Di kota Surakarta sendiri telah dialkukan penataaan keberadaan PKL salah satunya adalah dengan merelokasi PKL Banjarsari menjadi pedangang pasar di pasar Klithikan Notoharjo. Dengan berpindahnya lokasi komunitas PKL di tempat yang tetap maka akan terjadi pergantian status dari komunitas sektor informal menjadi komunitas sektor formal. Terjadinya perubahan tersebut sudah tentu menjadi kendala tersendiri bagi PKL dalam beradaptasi. Sebagaimana diketahui sektor informal dalam menjalankan usahanya memiliki kendala –kendala berupa 1) Keterbatasan modal, 2) rendahnya tingkat pendidikan dan kurangnya akses terhadap kebijakan pemerintah, informasi dan sarana ekonomi maupun sosial. Oleh karena itu perlu dilakukan penelitian kaji tindak (action riset) untuk mendappatkan model/strategi adaptasi komunitas PKL menjadi pedagang pasar.

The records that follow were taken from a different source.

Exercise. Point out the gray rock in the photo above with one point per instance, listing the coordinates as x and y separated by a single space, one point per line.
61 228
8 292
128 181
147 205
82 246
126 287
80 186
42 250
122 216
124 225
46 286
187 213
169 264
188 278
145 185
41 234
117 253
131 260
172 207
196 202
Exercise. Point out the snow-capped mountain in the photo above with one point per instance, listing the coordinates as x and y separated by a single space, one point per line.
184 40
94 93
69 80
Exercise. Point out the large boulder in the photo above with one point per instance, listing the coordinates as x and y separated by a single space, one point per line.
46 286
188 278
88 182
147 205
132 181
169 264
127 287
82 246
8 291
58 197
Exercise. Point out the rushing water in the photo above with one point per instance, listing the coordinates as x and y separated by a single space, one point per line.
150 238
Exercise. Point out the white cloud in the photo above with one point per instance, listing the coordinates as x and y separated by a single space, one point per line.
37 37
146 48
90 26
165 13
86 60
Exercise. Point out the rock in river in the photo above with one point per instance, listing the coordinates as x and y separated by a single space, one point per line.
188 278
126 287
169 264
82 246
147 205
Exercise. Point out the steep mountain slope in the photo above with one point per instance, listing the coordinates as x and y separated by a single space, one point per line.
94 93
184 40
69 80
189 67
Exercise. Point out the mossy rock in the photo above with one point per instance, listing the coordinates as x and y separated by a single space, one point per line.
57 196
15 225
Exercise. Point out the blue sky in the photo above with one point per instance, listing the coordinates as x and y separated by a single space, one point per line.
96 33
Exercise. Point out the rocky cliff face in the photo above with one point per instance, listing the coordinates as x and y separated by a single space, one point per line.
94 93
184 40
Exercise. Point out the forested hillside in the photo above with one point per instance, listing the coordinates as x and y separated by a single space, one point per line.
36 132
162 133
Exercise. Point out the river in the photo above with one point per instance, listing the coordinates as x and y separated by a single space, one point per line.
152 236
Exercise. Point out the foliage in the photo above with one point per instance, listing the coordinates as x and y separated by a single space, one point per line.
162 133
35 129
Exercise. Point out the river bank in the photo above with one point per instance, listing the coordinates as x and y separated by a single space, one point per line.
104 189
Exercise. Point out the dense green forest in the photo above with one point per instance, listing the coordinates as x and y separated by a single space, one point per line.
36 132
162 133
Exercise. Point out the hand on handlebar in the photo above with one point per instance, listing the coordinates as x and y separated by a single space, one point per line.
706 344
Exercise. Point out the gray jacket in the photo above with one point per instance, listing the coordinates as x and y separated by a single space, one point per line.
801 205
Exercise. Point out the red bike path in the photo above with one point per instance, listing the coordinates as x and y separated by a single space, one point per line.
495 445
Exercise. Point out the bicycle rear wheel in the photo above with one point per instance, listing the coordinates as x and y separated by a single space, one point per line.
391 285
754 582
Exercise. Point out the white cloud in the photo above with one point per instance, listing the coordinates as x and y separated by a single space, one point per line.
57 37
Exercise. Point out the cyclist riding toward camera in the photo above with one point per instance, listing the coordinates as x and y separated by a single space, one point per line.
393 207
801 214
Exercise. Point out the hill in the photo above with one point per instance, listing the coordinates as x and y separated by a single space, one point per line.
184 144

Jurnal yang dibuat oleh penulis merupakan penelitian yang mana bertujuan untuk menyusun model pemberdayaan komunitas PKL, khususnya startegi adaptasi komunitas informal PKL menjadi pedagang pasar. Lebih spesifik lagi penelitian ini mengkaji tentang keberhasilan yang telah dicapai dan permasalahan yang turut mengikuti dalam proses penataan PKL di Kota Surakarta, mengkaji upaya untuk memecahkan permasalahan yang dihadapi PKL pasca relokasi di pasar Notoharjo Seamnggi Kota Surakarta, serta menyususn model pemberdayaan dan pengentasan kemiskinan sektor informal PKL khususnya pasca relokasi. Dengan menggunakan metode penelitian Participation Action Research.
Keterbatasan yang dimiliki oleh PKL sudah tentu menjadi kendala bagi PKL dalam beradaptasi terhadap perubahan. Berdasarkan Roadmap penelitian “Pemberdayaan Komunitas Sektor Informal PKL” paga gambar 1 terlihat bahwa penelitian merupakan penelitian lanjutan upaya pemberdayaan komunitas PKL. Penelitian ini berfungsi untuk mengevaluasi dan beruapaya mendapatkan model /strategi adaptasi komunitas PKL menjadi pedagang pasar agar komunitas tersebut menjadi lebih berdaya.
Kebijakan yang dilakukan oleh Pemerintah Kota Surakarta tentang PKL adalah
1. Pembentukan Badan Khusus yang menangani PKL. Dimana sebelumnya PKL di kota Surakarta merupakan tanggung jawab Dinas Pengelola Pasar (DPP) Kota Surakarta. Dalam pelaksanaan tugasnya didasarkan pada Perda no 8 tahun 1995 tentang penataann pedagang kaki lima dan keputusan walikota Surakrta no 2 tahun 2001 tentang Pedoman pelaksanaan peraturan perda no 8 tahun 1995.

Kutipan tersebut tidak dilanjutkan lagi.